The difference between Brooks’ critique of the “suicide march” and the typical hawkish attack on Obama’s foreign policy is that Brooks seems to think that there are ways to pursue the agenda Obama has laid out on health care and cap-and-trade that would not lead to cost inflation and giving away pollution offsets. Obama also campaigned against mandates, and the health care legislation has those, too, but this is not an example of Congress’ defiance. It is instead a reminder that Obama was trying to have things both ways during the campaign, which in that case meant support for health care legislation with none of the drawbacks. Foreign policy critics start with the assumption that conciliatory moves and diplomatic outreach are wastes of time and dangerous signals of weakness, so for them Obama has already failed simply by making an attempt they already regard as doomed. The chairmen are not exactly defying Obama when they are crafting legislation that will more or less inevitably lead to these things by the very nature of the legislation. It’s as if someone had written in 2001 that the GOP Congress was “defying” Bush by passing tax cuts with no concern that this would increase the deficit. After all, Bush had promised fiscal responsibility! Perhaps someone somewhere believed that Bush’s “priority” in this matter was fiscal responsibility, but no one believed that for very long. We do not discern the priorities of politicians in what they say they want, but rather in how they act.

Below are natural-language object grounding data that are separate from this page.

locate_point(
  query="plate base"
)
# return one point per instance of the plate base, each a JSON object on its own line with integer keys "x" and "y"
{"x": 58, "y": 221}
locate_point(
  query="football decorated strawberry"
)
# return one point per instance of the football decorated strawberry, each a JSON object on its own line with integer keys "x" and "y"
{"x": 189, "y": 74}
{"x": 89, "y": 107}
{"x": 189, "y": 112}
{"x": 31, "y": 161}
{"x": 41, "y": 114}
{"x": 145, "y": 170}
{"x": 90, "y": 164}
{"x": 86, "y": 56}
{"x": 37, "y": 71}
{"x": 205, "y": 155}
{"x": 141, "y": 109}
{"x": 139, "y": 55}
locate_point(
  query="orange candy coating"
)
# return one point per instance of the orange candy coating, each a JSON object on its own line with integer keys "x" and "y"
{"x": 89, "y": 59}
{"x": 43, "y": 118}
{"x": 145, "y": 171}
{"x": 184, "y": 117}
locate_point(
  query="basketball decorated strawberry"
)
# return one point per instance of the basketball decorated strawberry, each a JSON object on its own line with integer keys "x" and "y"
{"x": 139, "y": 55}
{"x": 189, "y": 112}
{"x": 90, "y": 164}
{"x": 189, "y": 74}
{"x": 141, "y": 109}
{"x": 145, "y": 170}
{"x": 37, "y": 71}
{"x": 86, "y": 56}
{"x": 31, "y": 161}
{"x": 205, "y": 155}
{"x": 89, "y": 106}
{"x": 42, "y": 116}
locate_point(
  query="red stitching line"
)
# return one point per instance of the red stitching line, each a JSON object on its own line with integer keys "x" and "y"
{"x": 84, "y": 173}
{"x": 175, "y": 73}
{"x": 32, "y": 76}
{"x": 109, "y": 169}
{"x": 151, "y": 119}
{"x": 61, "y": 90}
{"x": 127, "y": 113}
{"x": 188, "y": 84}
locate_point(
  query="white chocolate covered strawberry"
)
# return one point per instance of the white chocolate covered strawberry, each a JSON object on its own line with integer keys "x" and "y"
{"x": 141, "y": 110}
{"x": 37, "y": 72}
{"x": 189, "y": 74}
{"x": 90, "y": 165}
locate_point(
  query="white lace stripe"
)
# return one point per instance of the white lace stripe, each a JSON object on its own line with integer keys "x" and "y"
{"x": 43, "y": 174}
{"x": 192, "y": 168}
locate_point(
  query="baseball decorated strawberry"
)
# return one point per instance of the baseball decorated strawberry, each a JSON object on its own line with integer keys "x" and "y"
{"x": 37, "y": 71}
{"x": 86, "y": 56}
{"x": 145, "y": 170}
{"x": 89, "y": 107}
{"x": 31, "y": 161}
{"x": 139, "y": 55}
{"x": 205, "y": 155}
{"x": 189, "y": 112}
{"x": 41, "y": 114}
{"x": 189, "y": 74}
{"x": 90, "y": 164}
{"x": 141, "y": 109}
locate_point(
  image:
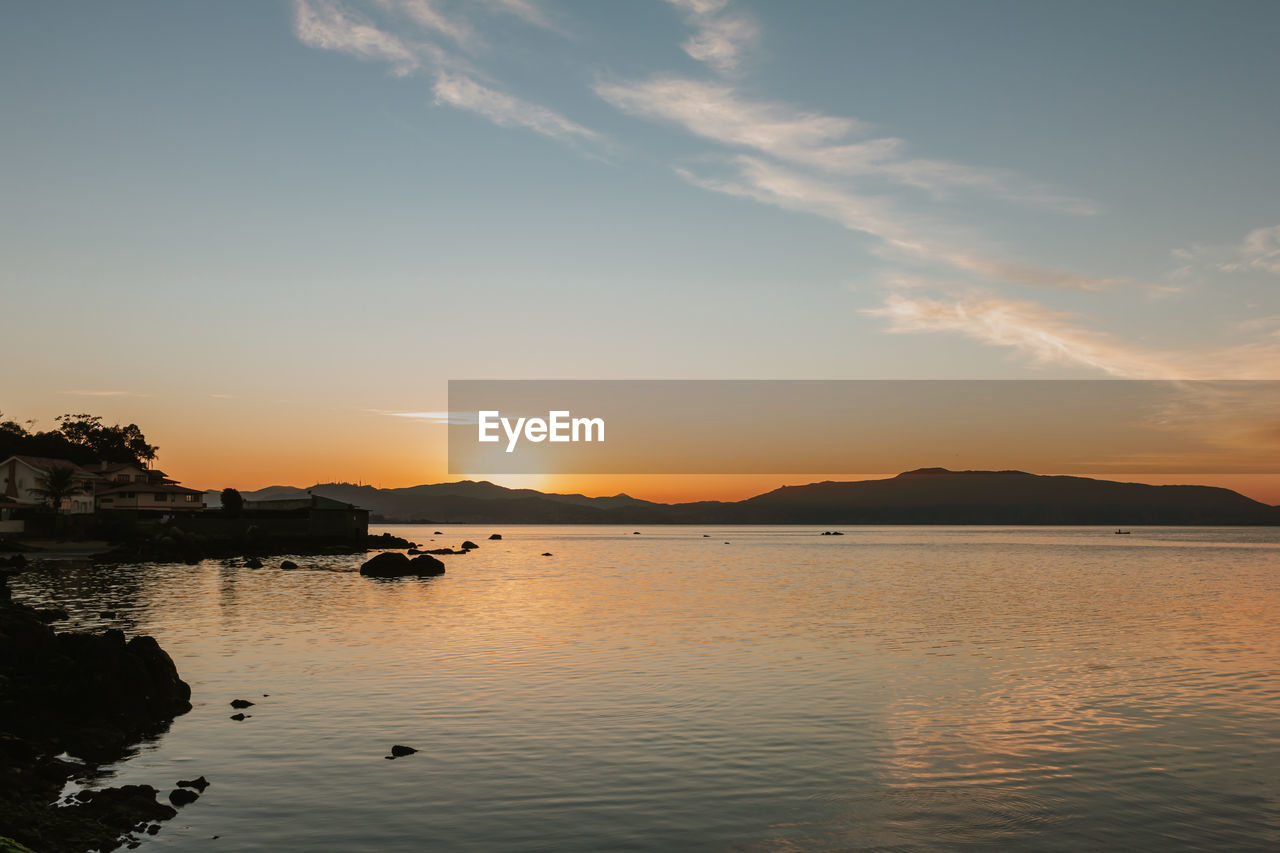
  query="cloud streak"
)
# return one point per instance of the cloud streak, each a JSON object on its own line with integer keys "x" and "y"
{"x": 721, "y": 36}
{"x": 900, "y": 235}
{"x": 1257, "y": 252}
{"x": 507, "y": 110}
{"x": 327, "y": 26}
{"x": 1052, "y": 337}
{"x": 716, "y": 112}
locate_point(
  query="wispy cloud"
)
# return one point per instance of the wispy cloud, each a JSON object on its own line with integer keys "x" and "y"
{"x": 507, "y": 110}
{"x": 430, "y": 416}
{"x": 328, "y": 26}
{"x": 901, "y": 235}
{"x": 1052, "y": 337}
{"x": 1257, "y": 252}
{"x": 429, "y": 16}
{"x": 717, "y": 112}
{"x": 721, "y": 35}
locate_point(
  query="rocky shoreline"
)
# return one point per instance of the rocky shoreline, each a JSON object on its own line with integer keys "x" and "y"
{"x": 71, "y": 702}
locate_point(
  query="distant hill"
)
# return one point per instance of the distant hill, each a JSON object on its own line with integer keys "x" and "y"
{"x": 924, "y": 496}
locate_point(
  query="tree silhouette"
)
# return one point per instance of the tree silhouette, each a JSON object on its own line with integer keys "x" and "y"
{"x": 58, "y": 484}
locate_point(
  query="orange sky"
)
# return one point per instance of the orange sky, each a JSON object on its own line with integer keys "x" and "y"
{"x": 209, "y": 443}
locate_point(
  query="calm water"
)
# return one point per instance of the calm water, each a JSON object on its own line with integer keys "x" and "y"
{"x": 894, "y": 688}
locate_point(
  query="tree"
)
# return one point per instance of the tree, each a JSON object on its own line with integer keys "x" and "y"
{"x": 110, "y": 443}
{"x": 58, "y": 486}
{"x": 233, "y": 503}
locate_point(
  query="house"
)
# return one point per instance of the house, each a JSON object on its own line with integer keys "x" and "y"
{"x": 311, "y": 515}
{"x": 22, "y": 475}
{"x": 9, "y": 523}
{"x": 106, "y": 486}
{"x": 163, "y": 497}
{"x": 127, "y": 486}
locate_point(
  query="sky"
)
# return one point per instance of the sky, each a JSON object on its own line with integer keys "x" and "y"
{"x": 270, "y": 232}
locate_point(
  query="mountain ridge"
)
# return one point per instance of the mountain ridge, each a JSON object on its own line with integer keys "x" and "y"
{"x": 920, "y": 496}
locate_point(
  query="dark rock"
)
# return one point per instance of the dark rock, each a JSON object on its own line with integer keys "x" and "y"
{"x": 388, "y": 541}
{"x": 397, "y": 565}
{"x": 426, "y": 565}
{"x": 385, "y": 565}
{"x": 181, "y": 797}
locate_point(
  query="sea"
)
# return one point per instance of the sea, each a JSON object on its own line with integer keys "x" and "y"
{"x": 720, "y": 688}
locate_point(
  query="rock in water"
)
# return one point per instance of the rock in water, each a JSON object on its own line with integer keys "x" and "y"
{"x": 181, "y": 797}
{"x": 397, "y": 565}
{"x": 385, "y": 565}
{"x": 426, "y": 565}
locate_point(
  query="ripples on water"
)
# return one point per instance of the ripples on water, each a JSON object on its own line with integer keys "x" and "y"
{"x": 894, "y": 688}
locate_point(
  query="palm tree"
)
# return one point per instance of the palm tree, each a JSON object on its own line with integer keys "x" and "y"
{"x": 58, "y": 486}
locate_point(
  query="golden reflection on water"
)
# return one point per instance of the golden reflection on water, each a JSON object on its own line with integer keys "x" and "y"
{"x": 912, "y": 687}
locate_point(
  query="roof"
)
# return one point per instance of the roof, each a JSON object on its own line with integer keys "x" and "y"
{"x": 302, "y": 501}
{"x": 110, "y": 468}
{"x": 45, "y": 464}
{"x": 151, "y": 488}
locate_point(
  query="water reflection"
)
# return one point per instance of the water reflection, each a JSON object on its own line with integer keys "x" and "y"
{"x": 906, "y": 688}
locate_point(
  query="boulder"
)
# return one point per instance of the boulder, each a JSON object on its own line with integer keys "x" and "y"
{"x": 181, "y": 797}
{"x": 199, "y": 784}
{"x": 426, "y": 565}
{"x": 397, "y": 565}
{"x": 385, "y": 565}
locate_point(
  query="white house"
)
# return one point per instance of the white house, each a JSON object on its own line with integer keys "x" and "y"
{"x": 23, "y": 474}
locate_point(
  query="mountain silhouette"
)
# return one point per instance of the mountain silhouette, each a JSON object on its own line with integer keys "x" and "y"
{"x": 923, "y": 496}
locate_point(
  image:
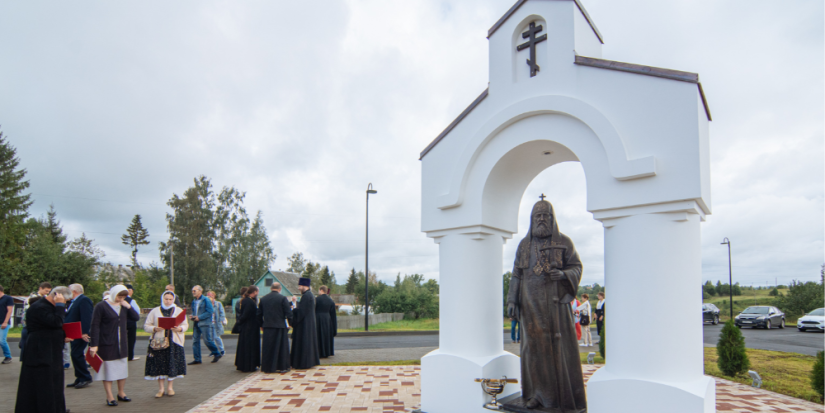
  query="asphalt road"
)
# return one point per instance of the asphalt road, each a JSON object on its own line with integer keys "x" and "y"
{"x": 789, "y": 339}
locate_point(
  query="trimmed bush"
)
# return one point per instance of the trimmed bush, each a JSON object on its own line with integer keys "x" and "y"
{"x": 733, "y": 359}
{"x": 818, "y": 374}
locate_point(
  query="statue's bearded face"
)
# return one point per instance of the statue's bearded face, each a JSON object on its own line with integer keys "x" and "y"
{"x": 542, "y": 222}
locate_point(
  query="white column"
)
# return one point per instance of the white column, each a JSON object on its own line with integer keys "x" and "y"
{"x": 471, "y": 332}
{"x": 654, "y": 351}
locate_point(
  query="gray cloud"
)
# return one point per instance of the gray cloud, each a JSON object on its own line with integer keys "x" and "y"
{"x": 115, "y": 106}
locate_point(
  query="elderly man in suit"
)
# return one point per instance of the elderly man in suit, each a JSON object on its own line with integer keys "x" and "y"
{"x": 200, "y": 311}
{"x": 80, "y": 309}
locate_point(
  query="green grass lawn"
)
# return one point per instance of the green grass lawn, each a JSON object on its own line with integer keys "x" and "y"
{"x": 784, "y": 373}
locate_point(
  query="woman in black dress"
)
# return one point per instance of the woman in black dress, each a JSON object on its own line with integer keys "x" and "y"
{"x": 248, "y": 353}
{"x": 167, "y": 364}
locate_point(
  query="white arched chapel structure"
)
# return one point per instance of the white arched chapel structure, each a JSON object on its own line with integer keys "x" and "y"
{"x": 641, "y": 135}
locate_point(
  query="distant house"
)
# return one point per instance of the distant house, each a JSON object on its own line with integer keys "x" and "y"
{"x": 343, "y": 299}
{"x": 288, "y": 281}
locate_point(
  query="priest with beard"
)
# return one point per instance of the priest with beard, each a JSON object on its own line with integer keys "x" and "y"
{"x": 40, "y": 388}
{"x": 326, "y": 321}
{"x": 273, "y": 313}
{"x": 304, "y": 335}
{"x": 545, "y": 280}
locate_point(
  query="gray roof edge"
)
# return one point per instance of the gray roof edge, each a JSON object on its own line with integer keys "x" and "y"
{"x": 520, "y": 3}
{"x": 670, "y": 74}
{"x": 454, "y": 123}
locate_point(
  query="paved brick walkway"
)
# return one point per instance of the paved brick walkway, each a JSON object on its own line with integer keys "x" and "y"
{"x": 397, "y": 389}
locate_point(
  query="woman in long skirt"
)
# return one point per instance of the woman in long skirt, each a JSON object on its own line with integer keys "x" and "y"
{"x": 248, "y": 353}
{"x": 109, "y": 341}
{"x": 166, "y": 365}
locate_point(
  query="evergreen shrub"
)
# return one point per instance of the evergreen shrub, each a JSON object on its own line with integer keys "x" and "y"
{"x": 733, "y": 359}
{"x": 818, "y": 374}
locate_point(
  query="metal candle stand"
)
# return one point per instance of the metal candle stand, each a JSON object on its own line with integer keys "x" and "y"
{"x": 494, "y": 387}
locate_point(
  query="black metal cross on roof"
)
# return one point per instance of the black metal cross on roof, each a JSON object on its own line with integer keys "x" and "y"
{"x": 531, "y": 34}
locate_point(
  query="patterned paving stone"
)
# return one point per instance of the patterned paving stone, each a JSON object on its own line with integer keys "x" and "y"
{"x": 339, "y": 389}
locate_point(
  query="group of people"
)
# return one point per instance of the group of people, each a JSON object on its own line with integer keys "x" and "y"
{"x": 313, "y": 322}
{"x": 109, "y": 332}
{"x": 584, "y": 316}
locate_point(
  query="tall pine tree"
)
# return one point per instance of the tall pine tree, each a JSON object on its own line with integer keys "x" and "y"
{"x": 134, "y": 237}
{"x": 14, "y": 206}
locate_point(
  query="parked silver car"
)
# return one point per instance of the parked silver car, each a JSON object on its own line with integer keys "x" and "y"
{"x": 760, "y": 316}
{"x": 815, "y": 320}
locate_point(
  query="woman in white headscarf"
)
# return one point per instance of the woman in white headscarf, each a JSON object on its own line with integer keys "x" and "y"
{"x": 109, "y": 341}
{"x": 168, "y": 364}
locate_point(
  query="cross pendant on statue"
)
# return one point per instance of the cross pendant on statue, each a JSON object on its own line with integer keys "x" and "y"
{"x": 531, "y": 34}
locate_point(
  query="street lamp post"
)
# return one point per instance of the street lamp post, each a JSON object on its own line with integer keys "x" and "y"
{"x": 726, "y": 241}
{"x": 367, "y": 262}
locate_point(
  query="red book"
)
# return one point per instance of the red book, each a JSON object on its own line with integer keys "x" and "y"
{"x": 95, "y": 361}
{"x": 73, "y": 330}
{"x": 169, "y": 323}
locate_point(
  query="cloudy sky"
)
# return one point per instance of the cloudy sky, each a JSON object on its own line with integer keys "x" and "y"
{"x": 115, "y": 106}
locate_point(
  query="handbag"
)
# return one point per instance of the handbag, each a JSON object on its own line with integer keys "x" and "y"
{"x": 159, "y": 343}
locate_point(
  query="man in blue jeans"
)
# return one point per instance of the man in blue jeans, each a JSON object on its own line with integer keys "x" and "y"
{"x": 201, "y": 314}
{"x": 6, "y": 310}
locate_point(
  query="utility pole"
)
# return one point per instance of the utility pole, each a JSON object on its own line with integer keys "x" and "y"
{"x": 172, "y": 249}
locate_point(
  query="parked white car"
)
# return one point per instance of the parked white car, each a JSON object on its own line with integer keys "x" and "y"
{"x": 815, "y": 320}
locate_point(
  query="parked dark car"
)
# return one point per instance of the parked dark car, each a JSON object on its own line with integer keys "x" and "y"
{"x": 761, "y": 316}
{"x": 710, "y": 313}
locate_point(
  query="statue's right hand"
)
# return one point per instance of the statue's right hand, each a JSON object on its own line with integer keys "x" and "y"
{"x": 511, "y": 311}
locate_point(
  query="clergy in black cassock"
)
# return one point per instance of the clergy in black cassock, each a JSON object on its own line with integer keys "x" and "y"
{"x": 304, "y": 336}
{"x": 40, "y": 388}
{"x": 273, "y": 313}
{"x": 248, "y": 353}
{"x": 326, "y": 322}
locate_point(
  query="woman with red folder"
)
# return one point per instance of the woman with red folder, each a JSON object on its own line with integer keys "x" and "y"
{"x": 167, "y": 364}
{"x": 109, "y": 341}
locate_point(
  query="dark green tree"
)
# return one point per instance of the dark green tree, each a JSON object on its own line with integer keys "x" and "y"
{"x": 14, "y": 207}
{"x": 297, "y": 263}
{"x": 191, "y": 227}
{"x": 327, "y": 278}
{"x": 134, "y": 237}
{"x": 733, "y": 358}
{"x": 818, "y": 375}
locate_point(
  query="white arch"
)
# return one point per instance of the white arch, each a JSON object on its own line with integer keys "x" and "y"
{"x": 621, "y": 167}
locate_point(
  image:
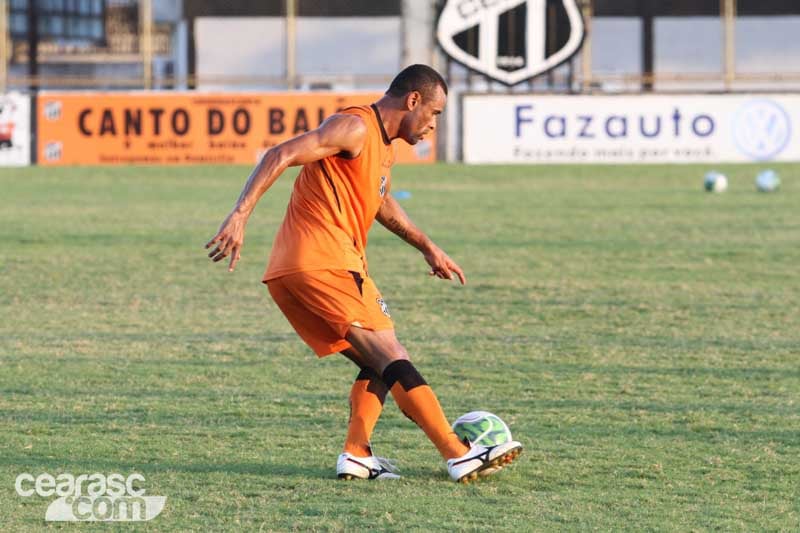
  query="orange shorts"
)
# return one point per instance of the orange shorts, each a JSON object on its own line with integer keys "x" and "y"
{"x": 322, "y": 305}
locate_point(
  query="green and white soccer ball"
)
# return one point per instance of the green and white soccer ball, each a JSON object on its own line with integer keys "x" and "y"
{"x": 482, "y": 427}
{"x": 715, "y": 182}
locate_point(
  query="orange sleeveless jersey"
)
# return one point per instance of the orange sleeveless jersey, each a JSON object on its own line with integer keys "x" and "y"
{"x": 333, "y": 205}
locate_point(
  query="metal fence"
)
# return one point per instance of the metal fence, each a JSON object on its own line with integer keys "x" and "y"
{"x": 722, "y": 45}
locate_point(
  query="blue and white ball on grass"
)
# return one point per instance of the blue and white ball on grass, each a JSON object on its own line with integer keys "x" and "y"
{"x": 482, "y": 427}
{"x": 715, "y": 182}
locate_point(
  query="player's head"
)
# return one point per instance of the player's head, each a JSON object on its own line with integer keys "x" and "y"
{"x": 422, "y": 93}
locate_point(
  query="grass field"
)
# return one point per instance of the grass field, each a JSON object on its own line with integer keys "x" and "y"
{"x": 640, "y": 337}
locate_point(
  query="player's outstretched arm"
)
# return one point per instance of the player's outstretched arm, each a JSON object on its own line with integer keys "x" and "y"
{"x": 395, "y": 219}
{"x": 339, "y": 133}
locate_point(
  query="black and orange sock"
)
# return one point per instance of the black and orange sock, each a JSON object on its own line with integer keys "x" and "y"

Whenever people have started praising Obama for his “pragmatism,” what they are referring to is his willingness to ditch positions that are no longer useful and to accommodate himself to new centers of power. Meanwhile, the only people who are likely to be surprised by the reckless progressivism of the domestic agenda are those who conned themselves and others into believing that Obama was something else all along. The only people who are likely to see a significant conflict between Obama and Congressional Democrats on these items are those who think that the government can do these things without the negative consequences Brooks mentions.

There have been several occasions over the last two and a half years when it became quite common to say that Obama wasn’t ruthless or tough or wily enough to defeat his opponents, but in every confrontation so far he has come out ahead. If the chairmen really are defying him because they don’t fear him, perhaps it is they who are overconfident and are heading for a fall. It is quite possible that liberals in Congress will drive the Democrats off an electoral cliff with their domestic agenda, and it seems clear that the proposed health care legislation will exacerbate the key problem it is supposed to be solving, but if this happens it will not be because Obama failed to instill fear in committee chairmen. It will happen because the substance of the legislation is flawed.

In the end, members of Congress in the President’s party who want an even more aggressive approach to a given policy usually also tend to be the most ideological and the most loyal partisans, which means that their dissent and defiance, to the extent that any exists, are the least dangerous to the President and his agenda.